Depriving attendees of the expert knowledge of citizens from low and middle-income countries would restrict the UK from vital, on the ground knowledge, Mr Piot told Home Secretary Sajid Javid in a letter.
“Our school is already considering moving the locations of many of our large international meetings to outside of the UK so that valued global experts can participate more easily,” he said.
He warned Mr Javid the current “restrictive” criteria for short-term business visas would only deter organisations from holding similar events in the UK at a time when the country should be “open for business”.
For the Nobel Prize winner Venki Ramakrishnan, the issue extended beyond science to the UK’s international standing as a whole.
“Some of the debate around Brexit is sending out a signal that the UK is no longer international in its outlook. When the Home Office stops invited experts from outside the EU from coming to the UK, that signal is reinforced,” said Mr Ramakrishnan, who shared the Nobel Prize for Chemistry in 2009 and is also president of the Royal Society.
“The visa system that has excluded these scientists may well be applied to the rest of the EU after Brexit – that could further worsen the international reputation of the UK,” he said in a statement.
Similarly, Mr Piot said he was gravely concerned the current visa application process continued to prevent bright, young academics from participating in conferences and imparting their vital knowledge.
“If the UK wants to establish itself as a global hub for health and science, the current visa restrictions represent a significant threat to that goal,” he wrote.
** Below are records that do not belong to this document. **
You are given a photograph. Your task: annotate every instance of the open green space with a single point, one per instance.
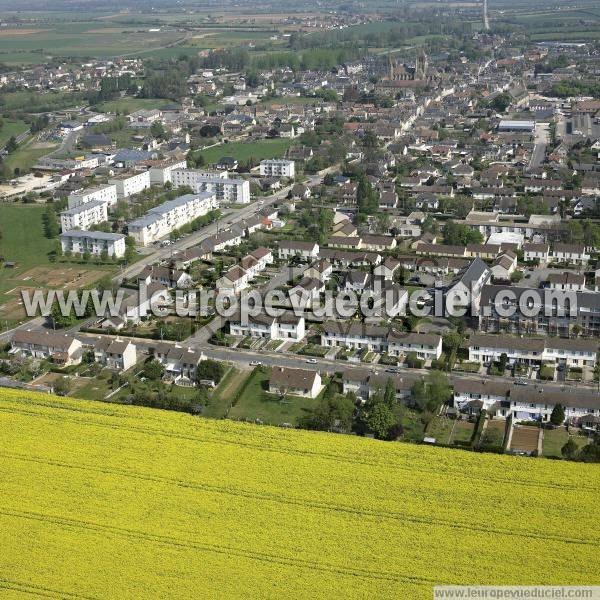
(555, 439)
(256, 403)
(11, 127)
(242, 151)
(124, 106)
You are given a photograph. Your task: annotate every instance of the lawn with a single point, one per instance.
(440, 429)
(11, 127)
(96, 39)
(242, 151)
(256, 403)
(555, 439)
(104, 500)
(23, 241)
(462, 432)
(26, 156)
(224, 393)
(23, 238)
(127, 105)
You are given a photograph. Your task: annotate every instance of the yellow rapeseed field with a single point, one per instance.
(106, 501)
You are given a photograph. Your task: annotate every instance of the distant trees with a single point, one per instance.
(210, 370)
(459, 234)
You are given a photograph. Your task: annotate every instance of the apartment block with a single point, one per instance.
(277, 168)
(94, 242)
(226, 189)
(84, 216)
(171, 215)
(129, 184)
(103, 193)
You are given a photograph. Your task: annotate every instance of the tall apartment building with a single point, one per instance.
(103, 193)
(160, 173)
(94, 242)
(84, 216)
(226, 189)
(161, 220)
(129, 184)
(277, 168)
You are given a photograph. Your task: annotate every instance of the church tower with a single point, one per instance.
(421, 66)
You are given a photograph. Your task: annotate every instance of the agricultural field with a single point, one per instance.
(23, 242)
(113, 501)
(11, 127)
(242, 151)
(94, 38)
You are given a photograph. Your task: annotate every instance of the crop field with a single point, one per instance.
(242, 151)
(110, 501)
(81, 39)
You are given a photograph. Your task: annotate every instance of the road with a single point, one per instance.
(233, 216)
(541, 143)
(157, 254)
(243, 359)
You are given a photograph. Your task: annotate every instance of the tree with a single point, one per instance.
(158, 131)
(210, 370)
(501, 102)
(153, 370)
(570, 449)
(334, 412)
(11, 145)
(557, 416)
(430, 393)
(389, 395)
(62, 386)
(381, 420)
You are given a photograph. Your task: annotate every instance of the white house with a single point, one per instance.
(128, 184)
(226, 189)
(84, 216)
(94, 242)
(160, 173)
(574, 254)
(277, 168)
(59, 347)
(173, 214)
(116, 354)
(103, 193)
(536, 252)
(533, 351)
(297, 382)
(305, 250)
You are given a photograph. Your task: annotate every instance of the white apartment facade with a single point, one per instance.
(571, 352)
(94, 242)
(173, 214)
(84, 216)
(129, 184)
(161, 173)
(226, 189)
(277, 168)
(103, 193)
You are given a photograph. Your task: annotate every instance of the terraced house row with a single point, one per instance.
(534, 351)
(375, 338)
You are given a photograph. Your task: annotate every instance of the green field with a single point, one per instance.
(555, 439)
(95, 38)
(109, 501)
(256, 403)
(11, 127)
(23, 241)
(128, 105)
(23, 237)
(25, 157)
(242, 151)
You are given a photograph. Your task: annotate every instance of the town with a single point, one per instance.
(438, 169)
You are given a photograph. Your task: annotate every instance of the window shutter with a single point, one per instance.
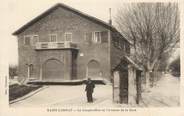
(104, 36)
(88, 37)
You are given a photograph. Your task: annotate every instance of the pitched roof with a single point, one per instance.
(47, 12)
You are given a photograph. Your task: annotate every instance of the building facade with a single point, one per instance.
(66, 44)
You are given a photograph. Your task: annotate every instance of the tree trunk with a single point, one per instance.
(147, 76)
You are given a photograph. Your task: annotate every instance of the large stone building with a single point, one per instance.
(66, 44)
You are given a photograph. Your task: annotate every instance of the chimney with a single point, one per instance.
(110, 20)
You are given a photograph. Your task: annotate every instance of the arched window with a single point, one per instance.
(93, 69)
(31, 69)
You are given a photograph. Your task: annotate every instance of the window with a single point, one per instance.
(68, 37)
(53, 37)
(27, 40)
(97, 37)
(31, 70)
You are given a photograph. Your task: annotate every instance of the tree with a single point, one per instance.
(12, 71)
(153, 29)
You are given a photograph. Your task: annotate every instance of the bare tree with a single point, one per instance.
(153, 28)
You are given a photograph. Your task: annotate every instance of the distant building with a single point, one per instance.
(65, 44)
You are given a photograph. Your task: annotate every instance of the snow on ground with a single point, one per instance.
(164, 94)
(67, 96)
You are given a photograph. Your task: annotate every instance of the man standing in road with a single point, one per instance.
(89, 90)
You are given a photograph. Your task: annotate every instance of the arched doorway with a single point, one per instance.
(53, 70)
(93, 69)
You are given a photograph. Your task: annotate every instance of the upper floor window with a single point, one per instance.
(53, 37)
(27, 40)
(68, 37)
(97, 37)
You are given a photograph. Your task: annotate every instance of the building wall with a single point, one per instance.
(119, 48)
(58, 22)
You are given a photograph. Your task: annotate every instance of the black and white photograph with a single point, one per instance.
(84, 53)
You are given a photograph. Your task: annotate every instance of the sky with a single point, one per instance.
(16, 13)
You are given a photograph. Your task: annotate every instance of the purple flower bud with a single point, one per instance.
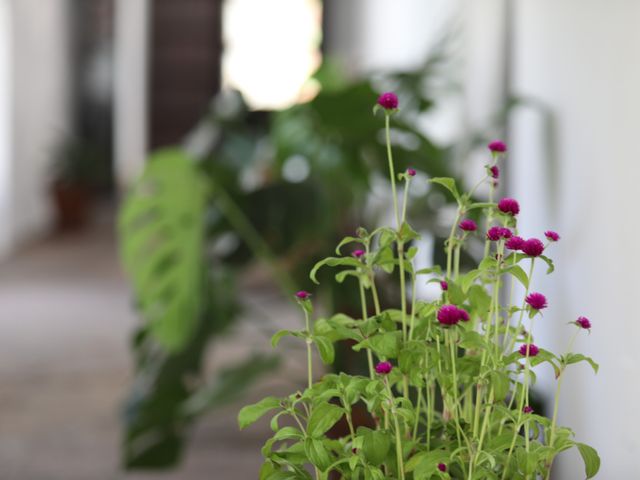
(468, 225)
(495, 233)
(514, 243)
(506, 233)
(583, 322)
(497, 146)
(509, 206)
(303, 295)
(537, 301)
(533, 247)
(383, 368)
(449, 315)
(388, 101)
(552, 236)
(531, 349)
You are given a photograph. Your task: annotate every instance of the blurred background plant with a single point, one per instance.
(277, 187)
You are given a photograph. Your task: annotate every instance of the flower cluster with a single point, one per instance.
(448, 386)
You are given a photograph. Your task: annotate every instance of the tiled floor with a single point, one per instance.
(65, 319)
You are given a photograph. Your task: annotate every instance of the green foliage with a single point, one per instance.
(162, 230)
(449, 396)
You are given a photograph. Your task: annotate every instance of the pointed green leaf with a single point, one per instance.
(323, 417)
(252, 413)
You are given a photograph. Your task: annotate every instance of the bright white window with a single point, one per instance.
(270, 49)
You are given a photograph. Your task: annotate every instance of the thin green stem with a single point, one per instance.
(556, 402)
(405, 199)
(399, 456)
(309, 352)
(392, 173)
(363, 304)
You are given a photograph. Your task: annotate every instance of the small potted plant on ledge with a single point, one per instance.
(449, 381)
(78, 170)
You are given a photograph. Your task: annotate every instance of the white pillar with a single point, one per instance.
(5, 127)
(131, 80)
(578, 58)
(40, 69)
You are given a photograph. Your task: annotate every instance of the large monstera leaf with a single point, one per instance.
(162, 231)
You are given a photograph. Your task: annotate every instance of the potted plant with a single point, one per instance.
(449, 381)
(78, 170)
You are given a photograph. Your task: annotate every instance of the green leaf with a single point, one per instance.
(519, 273)
(468, 278)
(333, 262)
(286, 433)
(590, 458)
(279, 335)
(426, 463)
(479, 298)
(252, 413)
(549, 262)
(578, 357)
(407, 233)
(480, 205)
(384, 344)
(456, 295)
(323, 417)
(385, 259)
(500, 383)
(436, 270)
(375, 446)
(325, 347)
(449, 184)
(345, 241)
(161, 230)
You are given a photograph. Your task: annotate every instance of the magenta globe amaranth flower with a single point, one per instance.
(497, 146)
(509, 206)
(529, 350)
(468, 225)
(495, 233)
(552, 236)
(533, 247)
(388, 101)
(384, 368)
(451, 315)
(583, 322)
(514, 243)
(537, 301)
(448, 315)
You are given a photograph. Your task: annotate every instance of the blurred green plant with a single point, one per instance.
(282, 187)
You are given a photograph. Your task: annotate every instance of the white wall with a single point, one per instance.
(130, 115)
(40, 108)
(580, 58)
(5, 126)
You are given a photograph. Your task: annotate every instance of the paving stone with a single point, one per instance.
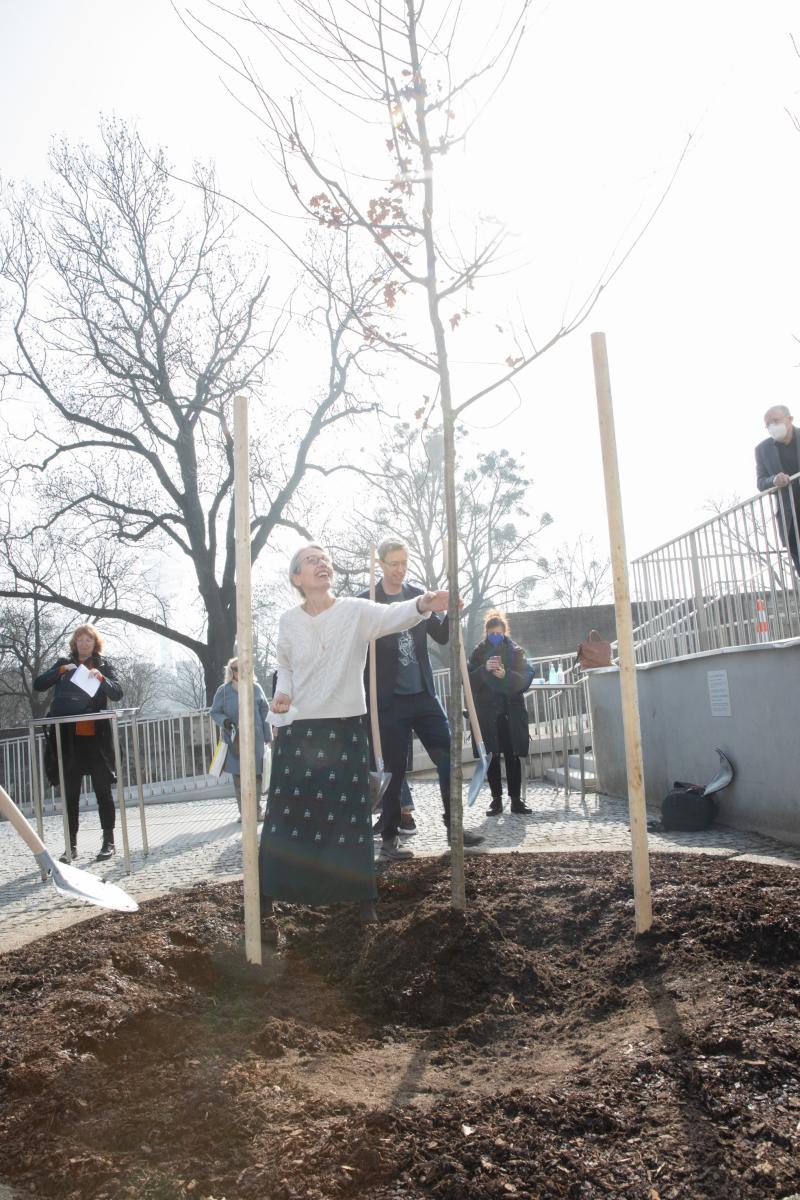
(200, 839)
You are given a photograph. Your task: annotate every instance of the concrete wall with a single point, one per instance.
(743, 700)
(545, 631)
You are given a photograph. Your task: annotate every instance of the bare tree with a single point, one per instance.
(392, 67)
(32, 635)
(133, 327)
(577, 574)
(497, 533)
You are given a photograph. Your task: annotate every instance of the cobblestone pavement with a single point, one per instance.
(202, 840)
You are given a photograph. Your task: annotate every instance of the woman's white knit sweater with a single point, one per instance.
(322, 658)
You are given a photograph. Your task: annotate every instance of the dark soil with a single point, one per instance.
(530, 1048)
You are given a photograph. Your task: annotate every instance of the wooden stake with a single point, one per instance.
(632, 731)
(246, 707)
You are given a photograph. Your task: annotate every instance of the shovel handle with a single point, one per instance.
(10, 810)
(468, 696)
(377, 749)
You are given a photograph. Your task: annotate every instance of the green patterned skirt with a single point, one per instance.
(317, 841)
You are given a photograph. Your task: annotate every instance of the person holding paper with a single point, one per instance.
(317, 844)
(224, 711)
(84, 683)
(499, 675)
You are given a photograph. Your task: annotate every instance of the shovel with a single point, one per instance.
(379, 779)
(482, 765)
(70, 881)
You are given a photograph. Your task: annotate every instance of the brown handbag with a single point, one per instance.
(594, 652)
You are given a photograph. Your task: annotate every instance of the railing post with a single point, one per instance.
(699, 599)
Since the UK voted to leave the EU, the scientific community has outlined concerns that it could be affected, with Mr Ramakrishnan especially vocal. He has warned previously of the dangers of a "no deal" Brexit and said the UK had very little to gain from leaving the EU.
Speaking before Thursday’s conference, he said: “Global challenges require global solutions and that means you need people, with their ideas and information, to be able to come together.”
Mr Ramakrishnan said it would be harder to attract top EU talent to the UK.
“Seven out of 10 of our strongest scientific partners are EU nations and currently 60 per cent of the UK’s internationally co-authored papers are with EU partners. Crashing out of the EU without a deal could undermine decades of close scientific collaboration,” he said in a recent op-ed for the Independent.